Roben Farzad: I want you to look to your crystal ball and tell us how this is going to shape an industry that has always changed, sometimes violently. We've had commercial real estate collapses that have killed chains. They come and go, they get subsumed into other chains. We know that there's regional variation. For example, many people in SoCal wouldn't be caught dead at a McDonald's they want to be at an In and Out Burger. Even if it takes 40 minutes to get your food. There are people in Texas who are particularly into Whataburger. You go all around the country, whether it's Chick-fil-a or Cookout, fast food, do you think will survive? But what are going to be some of the lessons out of this? For example, for starters, do you think that finally there's going to be public opinion or some sort of creeping unanimity for a living wage or a $15 minimum wage?
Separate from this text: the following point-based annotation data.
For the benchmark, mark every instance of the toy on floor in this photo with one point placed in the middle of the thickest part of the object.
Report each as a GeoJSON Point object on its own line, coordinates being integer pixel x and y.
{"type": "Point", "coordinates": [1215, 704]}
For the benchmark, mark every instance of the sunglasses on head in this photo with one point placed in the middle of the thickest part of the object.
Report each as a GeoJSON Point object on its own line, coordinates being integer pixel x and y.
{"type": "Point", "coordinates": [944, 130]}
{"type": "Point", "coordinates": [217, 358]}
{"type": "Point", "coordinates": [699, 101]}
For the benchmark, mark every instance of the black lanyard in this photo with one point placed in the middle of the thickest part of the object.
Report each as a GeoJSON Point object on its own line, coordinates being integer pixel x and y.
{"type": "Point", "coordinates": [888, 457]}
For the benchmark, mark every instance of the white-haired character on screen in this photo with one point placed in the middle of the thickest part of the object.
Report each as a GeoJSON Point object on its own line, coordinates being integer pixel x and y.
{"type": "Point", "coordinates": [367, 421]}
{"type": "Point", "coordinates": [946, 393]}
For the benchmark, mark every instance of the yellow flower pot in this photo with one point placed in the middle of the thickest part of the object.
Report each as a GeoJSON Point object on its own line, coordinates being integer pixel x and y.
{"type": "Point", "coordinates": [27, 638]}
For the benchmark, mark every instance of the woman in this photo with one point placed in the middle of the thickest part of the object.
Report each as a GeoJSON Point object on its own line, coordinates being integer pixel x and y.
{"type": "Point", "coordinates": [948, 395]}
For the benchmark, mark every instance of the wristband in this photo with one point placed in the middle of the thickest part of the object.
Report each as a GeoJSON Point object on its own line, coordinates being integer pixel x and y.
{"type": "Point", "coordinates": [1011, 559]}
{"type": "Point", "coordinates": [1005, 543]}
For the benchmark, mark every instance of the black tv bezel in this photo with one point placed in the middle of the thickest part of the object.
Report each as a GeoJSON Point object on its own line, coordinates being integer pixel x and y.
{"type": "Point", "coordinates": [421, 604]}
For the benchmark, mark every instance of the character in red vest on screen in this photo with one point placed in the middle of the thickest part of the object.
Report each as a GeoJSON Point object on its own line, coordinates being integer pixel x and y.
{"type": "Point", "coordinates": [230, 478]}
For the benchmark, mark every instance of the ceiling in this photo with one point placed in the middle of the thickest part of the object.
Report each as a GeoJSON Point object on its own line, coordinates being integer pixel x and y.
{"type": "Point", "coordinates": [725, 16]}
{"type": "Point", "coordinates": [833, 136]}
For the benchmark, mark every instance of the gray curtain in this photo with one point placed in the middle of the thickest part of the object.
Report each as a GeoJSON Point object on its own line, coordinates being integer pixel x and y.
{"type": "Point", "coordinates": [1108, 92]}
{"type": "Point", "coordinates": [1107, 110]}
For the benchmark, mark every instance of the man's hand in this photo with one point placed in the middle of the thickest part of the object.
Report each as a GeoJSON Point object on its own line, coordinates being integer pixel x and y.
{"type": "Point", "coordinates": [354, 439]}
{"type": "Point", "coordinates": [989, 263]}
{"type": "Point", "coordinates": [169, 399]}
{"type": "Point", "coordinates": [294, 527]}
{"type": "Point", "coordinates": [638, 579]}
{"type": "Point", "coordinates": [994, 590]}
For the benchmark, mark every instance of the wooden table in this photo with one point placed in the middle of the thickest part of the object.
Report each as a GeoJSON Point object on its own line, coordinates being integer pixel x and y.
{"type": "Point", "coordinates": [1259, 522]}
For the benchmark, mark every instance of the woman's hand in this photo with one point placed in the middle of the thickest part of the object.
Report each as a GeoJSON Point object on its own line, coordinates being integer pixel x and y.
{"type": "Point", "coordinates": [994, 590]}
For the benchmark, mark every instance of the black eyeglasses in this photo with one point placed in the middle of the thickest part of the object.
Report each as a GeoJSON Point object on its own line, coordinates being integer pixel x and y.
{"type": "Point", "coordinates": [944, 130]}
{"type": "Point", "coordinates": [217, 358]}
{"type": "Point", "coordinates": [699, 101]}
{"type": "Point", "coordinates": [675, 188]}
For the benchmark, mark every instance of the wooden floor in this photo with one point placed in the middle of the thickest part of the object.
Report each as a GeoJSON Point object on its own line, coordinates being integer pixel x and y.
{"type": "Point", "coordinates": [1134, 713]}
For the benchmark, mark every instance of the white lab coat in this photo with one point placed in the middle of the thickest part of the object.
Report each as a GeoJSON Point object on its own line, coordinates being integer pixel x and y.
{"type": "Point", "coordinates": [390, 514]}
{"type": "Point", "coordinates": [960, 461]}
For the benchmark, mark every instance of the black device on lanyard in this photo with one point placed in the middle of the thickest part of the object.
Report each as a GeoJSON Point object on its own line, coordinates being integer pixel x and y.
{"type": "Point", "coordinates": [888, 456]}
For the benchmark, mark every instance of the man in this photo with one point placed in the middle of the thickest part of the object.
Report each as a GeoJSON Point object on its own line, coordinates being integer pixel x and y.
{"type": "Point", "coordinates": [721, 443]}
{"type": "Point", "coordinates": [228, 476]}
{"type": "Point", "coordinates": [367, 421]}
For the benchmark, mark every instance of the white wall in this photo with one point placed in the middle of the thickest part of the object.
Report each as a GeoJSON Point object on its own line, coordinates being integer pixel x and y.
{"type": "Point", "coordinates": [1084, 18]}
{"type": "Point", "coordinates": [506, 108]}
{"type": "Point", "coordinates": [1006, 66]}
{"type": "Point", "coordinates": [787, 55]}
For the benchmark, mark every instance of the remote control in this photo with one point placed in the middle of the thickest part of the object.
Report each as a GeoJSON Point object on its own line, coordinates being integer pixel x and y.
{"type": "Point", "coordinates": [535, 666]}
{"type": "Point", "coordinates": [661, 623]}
Adam Chandler: Well, I can't predict that it'll happen but, I certainly hope so. I think that we are going to kind of have a reckoning where we look at all the vulnerabilities that have come out as a result of this pandemic striking the economy. There are so many people who have had to make so many difficult choices. And that should hopefully factor into future calculus, I think, especially fast food chains are going to garner a lot of goodwill by virtue of staying open. And they're also going to get a black eye for worker protests and issues like sick pay and sick leave. I think that that's hopefully something that will cause re-examination. But zooming out, fast food has always kind of adapted to the different tastes and trends and social conditions. The reason we have fast food is because the interstate highway system was built after World War Two and the suburbs were built and their commutes, and there were dual income households. All of these factors kind of created fast food. And so I assume whatever form America takes after this and the world around it, there will be adjustments and calculations and reformatting of the systems to fit whatever world we're in once this whole thing subsides. And I'm curious to see what that's gonna look like. I really have no idea just yet.

Farzad: Adam are you in Manhattan right now? Are you in Brooklyn?

Chandler: I just moved out of Brooklyn. I'm actually in Yonkers, which is just north of the city.

Farzad: So illustrate the scene for me in the city, when were you last in Manhattan? I have a good friend of mine, his sister is a nurse at Sloan Kettering. She's describing the kind of the sense of fear and loathing on the subway trains. Especially for service workers, or central workers who have no choice in this most densely packed US city, which is almost ground zero for the coronavirus epidemic in the United States. What's the mood, what's the scene? Because there's this duality to it. On the one hand, you're trying to avoid people and you're trying to self correct quarantine and stay at home. On the other hand, you cannot live without the Seamless driver without the Grubhub or Postmates person. Without the say the undocumented immigrant who's delivering your Chinese food or who's bringing it across town on a bike while wearing an N-95 mask.

Chandler: Right the scene on this was as recent as last week, there's a stressful solidarity I don't know how else to describe it. There really is a scene of people really trying to do their best and to be respectful of a difficult situation, but also continue to get things done. There isn't a kind of space to be precious in this moment. And you really see that around. People are in grocery stores being shockingly polite to each other and spacing out and trying to do their best. There are still people who are trying to go about having a normal life and maybe with a little bit more disregard for the standard than there should be. So it's the mix of New York that you're used to. But, you know, broadly you see people kind of banding together at six feet increments and trying to be conscientious and it's meaningful, given how serious a toll it's taking on New York City.